Analysis of the week and scenarios for DAX and Dow Jones
Despite the fears of a possible inflationary spiral, investors’ eyes remain focused on economic growth and upcoming macro data. The markets maintain their bullish strength even if in a context of low volatility. Rollovers in the third week of June should see indices with new highs.
This week we should again see a low early in the week and a high on Friday. It will be a good idea to monitor intraday trends for weekly supports to hold and offer us the possibility of a new bullish directional phase.
Monday the U.S. stock markets will be closed for Memorial Day.
DE30 – At the beginning of the week the German index reached new all-time highs, touching 15,600 area. Last Monday the resistance at 15,464 was knocked down in the European opening. This caused a new bullish push, even if very weak. The rest of the week we saw some weakness in the DAX, but it kept our weekly support at 15,384 area. The weekly close was quite bearish but lacks pressure and volatility so we should check the extremes of this 15,384-15,600 range this week.
Our target remains last week’s weekly realisation area at 15,656-15,755. There could be extensions in case of a bullish acceleration to 15,900 target level. The real target for DAX is to reach 16,000-16,200 area. The price needs to break to the downside and maintain the new resistance area 15,454-15,578 in order to continue upwards.

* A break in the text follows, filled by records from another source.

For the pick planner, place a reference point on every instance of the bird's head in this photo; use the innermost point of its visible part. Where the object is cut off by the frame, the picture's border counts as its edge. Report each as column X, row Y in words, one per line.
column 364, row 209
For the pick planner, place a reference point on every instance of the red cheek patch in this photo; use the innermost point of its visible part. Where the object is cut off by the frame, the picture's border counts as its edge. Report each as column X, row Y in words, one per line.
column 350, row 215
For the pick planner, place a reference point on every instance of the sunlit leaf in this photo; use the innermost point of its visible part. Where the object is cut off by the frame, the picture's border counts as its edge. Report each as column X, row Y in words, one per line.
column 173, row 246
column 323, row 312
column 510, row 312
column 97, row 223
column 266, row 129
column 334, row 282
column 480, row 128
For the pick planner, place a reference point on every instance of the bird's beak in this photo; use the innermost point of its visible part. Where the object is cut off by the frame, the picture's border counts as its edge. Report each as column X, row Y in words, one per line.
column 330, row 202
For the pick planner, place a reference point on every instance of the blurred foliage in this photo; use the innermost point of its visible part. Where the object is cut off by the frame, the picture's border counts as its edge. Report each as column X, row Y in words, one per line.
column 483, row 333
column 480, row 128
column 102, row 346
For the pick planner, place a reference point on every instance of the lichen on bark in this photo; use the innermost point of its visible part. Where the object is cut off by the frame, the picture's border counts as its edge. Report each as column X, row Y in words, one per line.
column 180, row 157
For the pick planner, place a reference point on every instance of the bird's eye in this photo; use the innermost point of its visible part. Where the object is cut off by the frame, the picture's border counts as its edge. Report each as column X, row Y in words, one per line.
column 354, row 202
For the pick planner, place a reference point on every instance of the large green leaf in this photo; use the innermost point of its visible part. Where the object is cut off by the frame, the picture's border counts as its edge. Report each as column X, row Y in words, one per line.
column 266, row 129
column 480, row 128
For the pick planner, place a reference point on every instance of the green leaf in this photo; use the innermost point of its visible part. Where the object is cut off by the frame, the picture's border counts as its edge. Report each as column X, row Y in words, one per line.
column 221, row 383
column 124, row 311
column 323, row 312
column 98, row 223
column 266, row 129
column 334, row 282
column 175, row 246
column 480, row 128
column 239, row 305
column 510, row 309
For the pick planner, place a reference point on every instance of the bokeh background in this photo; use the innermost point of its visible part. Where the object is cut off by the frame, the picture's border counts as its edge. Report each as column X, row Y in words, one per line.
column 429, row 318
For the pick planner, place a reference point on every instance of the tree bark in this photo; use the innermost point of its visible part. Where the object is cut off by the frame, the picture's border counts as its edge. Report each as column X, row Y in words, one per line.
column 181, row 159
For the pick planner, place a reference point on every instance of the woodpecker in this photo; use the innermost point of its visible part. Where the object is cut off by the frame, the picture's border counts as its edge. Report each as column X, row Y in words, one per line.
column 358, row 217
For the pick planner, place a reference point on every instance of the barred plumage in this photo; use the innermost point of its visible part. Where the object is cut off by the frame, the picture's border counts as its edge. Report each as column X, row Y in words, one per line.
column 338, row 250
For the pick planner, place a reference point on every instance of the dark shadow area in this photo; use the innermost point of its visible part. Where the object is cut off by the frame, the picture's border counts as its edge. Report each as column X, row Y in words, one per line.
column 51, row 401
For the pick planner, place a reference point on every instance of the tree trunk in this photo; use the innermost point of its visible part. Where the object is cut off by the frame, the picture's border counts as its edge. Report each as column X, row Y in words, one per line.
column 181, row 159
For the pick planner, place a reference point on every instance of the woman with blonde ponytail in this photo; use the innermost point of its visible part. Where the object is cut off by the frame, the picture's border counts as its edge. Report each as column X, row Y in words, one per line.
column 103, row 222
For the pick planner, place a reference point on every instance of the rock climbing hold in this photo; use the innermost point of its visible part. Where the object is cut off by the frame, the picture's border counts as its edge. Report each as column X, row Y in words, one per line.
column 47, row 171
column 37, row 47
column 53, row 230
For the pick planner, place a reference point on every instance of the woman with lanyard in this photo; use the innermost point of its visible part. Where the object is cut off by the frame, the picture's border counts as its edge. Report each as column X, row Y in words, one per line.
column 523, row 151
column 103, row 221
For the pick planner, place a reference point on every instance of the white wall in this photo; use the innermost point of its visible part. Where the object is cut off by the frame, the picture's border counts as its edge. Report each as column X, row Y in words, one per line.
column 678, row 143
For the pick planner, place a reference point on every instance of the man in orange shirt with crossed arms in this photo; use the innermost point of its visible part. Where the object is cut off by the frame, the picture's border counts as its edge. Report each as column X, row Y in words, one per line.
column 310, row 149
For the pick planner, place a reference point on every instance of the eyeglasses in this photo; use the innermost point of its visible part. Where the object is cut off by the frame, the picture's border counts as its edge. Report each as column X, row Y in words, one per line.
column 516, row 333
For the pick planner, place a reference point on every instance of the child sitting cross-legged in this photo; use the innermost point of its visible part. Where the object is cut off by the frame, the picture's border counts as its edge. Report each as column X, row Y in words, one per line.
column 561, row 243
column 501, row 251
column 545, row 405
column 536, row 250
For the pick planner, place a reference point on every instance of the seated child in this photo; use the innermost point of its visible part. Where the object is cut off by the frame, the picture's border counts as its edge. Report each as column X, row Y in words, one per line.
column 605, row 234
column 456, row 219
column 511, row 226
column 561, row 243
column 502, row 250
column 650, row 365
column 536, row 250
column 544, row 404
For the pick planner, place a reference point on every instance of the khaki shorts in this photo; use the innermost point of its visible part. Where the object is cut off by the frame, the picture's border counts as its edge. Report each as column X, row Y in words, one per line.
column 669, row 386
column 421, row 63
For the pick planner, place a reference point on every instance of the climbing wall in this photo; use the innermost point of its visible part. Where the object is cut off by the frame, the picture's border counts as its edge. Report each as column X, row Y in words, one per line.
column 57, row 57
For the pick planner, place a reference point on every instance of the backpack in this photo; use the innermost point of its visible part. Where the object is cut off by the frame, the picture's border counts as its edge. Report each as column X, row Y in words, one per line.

The support area 15,423-15,384 is confirmed. Below this there is a possibility of bearish acceleration. Weekly support is seen at 15,269-15,209. Key area for maintaining the bullish strength is confirmed at 15,209. All these are optimal long entry levels.
Supports in the area 15,119-15,062-15,043 still weak after the rise of mid-May. Below them a vertical fall would be interpreted as a probable new downtrend. We always watch the volumetric supports 15,017-14,981 and 14,842-14,804. The loss of these last two areas opens to new lows, with first target in the area 14,600-14,441.
US30 – The Dow jones was looking solid all week, managing to break the weekly resistance 34,445 and to close the week above it. Investors shrugged off some inflationary fears.
Dow component Salesforce.com provided the biggest boost for the blue-chip average, adding 5.43% after raising its full-year revenue and profit forecast, helped by increased demand for its cloud-based software during the pandemic.
The industrial index never touched the 34,000-point area last week, hovering in a range of just over 200 points for the first four weekly sessions. Thursday’s break of 34,445 took price towards 34,657, closing the week just below that level.
The last obstacle towards new highs is the resistance in the 34,717-34,846 area. In case of a break-down, 35,000 points will be easily reached. Next target is 35,500. And it will be possible to go well beyond.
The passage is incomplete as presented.